Francis Jeanson, de ideología tan inoxidable como cortés, piensa hoy que su segundo artículo de Les Temps modernes fue «evidentemente superfluo»,29 pero que, en el fondo, su punto de vista era el correcto debido al anticomunismo que, según él, «reinaba» en Francia a principios de los años cincuenta. Para los sartrianos de esa corriente, encerrados en un pensamiento binario, ese anticomunismo era tan condenable como la guerra que en Argelia libraba una Francia que se pretendía democrática. Así pues, Camus pasó, aquí y allá, por un colonialista, partidario del statu quo en Argelia. ¿Cómo puede darse a entender que fue solidario con el empleo del potro o de la tortura porque no firmó peticiones en favor de Maurice Audin, asesinado por los paracaidistas? Camus rechazaba la política carente de moral, que hace sonreír tanto a las derechas como a las izquierdas. Un intelectual no debe comulgar con los políticos que comen todos los días el pan mohoso de la mentira. Se puede rechazar la obra de Camus, pero nadie puede ignorar, simplificar o caricaturizar las posiciones de este hombre, ejemplar frente a demasiados escritores de cualquier orilla comprometidos y fanáticos. Recuerda a los intelectuales la diferencia, fundamental, entre su trabajo y el de los políticos: unos deben crear, comentar y criticar, los otros gobernar. No basta decir que Camus no tenía sin duda disposiciones políticas o que un escritor debe suministrar recetas gubernamentales. La apuesta camusiana afirma que, en el hombre, hay más cosas admirables que despreciables. Nada permite despreciar al hombre Camus y hay numerosas razones para admirarlo, con sus fuerzas y sus debilidades. Su atractiva y cálida bondad —sí, la palabra es obsoleta— humana o social pone en apuros a algunos teóricos. Este ensayo de biografía no es ni una desmitificación ni una hagiografía. No he hecho el catálogo de las buenas acciones de Camus. Sin embargo, son y fueron muchos los que se acuerdan de las atenciones del escritor: tal actor, al que pasaba una renta para que sobreviviese en un asilo, los húngaros que recibieron dinero con su apoyo en 1956…
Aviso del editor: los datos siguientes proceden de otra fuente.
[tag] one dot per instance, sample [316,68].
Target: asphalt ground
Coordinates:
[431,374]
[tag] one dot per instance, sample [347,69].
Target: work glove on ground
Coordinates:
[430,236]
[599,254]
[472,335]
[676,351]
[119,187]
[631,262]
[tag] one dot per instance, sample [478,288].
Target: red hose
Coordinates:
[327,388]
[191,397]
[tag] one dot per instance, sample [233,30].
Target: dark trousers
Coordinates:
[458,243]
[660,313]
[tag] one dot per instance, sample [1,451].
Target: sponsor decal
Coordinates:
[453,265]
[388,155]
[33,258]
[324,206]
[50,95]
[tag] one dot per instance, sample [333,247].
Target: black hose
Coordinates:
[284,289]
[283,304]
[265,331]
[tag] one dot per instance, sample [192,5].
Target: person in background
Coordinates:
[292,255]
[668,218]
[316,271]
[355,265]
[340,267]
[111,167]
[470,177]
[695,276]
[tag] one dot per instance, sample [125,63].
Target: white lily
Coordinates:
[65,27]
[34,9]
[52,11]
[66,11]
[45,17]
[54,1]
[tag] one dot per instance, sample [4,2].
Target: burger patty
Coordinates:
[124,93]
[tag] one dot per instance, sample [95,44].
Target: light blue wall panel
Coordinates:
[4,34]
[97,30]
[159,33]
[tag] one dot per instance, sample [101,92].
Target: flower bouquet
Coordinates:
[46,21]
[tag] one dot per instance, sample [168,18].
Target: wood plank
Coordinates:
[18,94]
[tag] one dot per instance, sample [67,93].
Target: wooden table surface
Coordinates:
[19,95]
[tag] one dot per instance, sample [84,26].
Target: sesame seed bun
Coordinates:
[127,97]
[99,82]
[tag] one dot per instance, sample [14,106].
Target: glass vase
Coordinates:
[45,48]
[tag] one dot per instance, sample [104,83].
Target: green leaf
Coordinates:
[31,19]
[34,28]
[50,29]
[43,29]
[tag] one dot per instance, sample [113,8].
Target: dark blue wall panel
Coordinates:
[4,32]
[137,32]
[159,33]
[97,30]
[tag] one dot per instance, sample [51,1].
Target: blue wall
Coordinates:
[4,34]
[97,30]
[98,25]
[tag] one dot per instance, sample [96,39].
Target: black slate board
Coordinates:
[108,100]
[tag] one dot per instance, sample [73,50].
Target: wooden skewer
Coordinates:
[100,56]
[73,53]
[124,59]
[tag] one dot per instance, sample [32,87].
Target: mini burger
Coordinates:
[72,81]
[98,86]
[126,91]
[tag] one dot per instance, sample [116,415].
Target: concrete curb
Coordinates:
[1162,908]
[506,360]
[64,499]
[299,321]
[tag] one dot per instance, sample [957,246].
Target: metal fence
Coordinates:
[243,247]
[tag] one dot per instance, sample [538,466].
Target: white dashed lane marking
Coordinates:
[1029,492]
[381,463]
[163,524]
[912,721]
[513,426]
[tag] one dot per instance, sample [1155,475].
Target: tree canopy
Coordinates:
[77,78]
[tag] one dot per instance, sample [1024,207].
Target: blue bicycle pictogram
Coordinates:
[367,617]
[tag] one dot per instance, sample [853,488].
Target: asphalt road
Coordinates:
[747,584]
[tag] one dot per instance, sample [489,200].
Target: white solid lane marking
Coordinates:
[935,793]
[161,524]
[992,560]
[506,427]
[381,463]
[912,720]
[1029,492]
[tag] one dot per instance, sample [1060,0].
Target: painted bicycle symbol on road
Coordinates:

Camus podía mostrarse tajante o muy desagradable, pero en él la comprensión y la amabilidad prevalecían sobre la arrogancia y la susceptibilidad: vulnerable, fue fiel en la amistad y en el amor, dejando a un lado sus caprichos. Daba más de lo que tomaba. Ardía. Un hombre es también la suma de sus actos públicos y privados, conocidos y anónimos. En última instancia, no puedo explicar por qué el hijo de un bodeguero y de una mujer analfabeta tuvo tantos talentos: el misterio de la creación se inscribe también, invisible, en la biología, en los encuentros, una suma de azares que, de pronto, parecen necesarios. La crítica de las obras no desentraña el secreto irreductible de la creación literaria. Camus definió su forma de encajar su arte, su vida y su moral. «Ninguna gran obra […] se ha fundado nunca realmente sobre el odio o el desprecio. En algún lugar de su corazón, en algún momento de su historia, el verdadero creador termina siempre por reconciliar. Entonces encuentra la común medida en la extraña frivolidad en que él se define. […] Si el artista no puede rechazar la realidad, es que su tarea consiste en darle una justificación más alta. ¿Cómo justificarla si uno decide ignorarla? Pero ¿cómo transfigurarla si uno consiente en someterse a ella?»30 Cada página escrita y conseguida fue una amarga victoria para Albert Camus. Como un eco al «demasiado joven» de Catherine Sintes-Camus, Faulkner afirmó: «Se dirá [que Camus] era demasiado joven, que no tuvo tiempo de acabar… Pero la cuestión no es cuánto tiempo ni qué cualidades sino simplemente qué». A través del lenguaje literario o político y contra él, Camus libró lo que T. S. Eliot llamó «el combate intolerable con las palabras» que «se tienden, crujen, resbalan, perecen». Y a veces quedan para varias generaciones de lectores.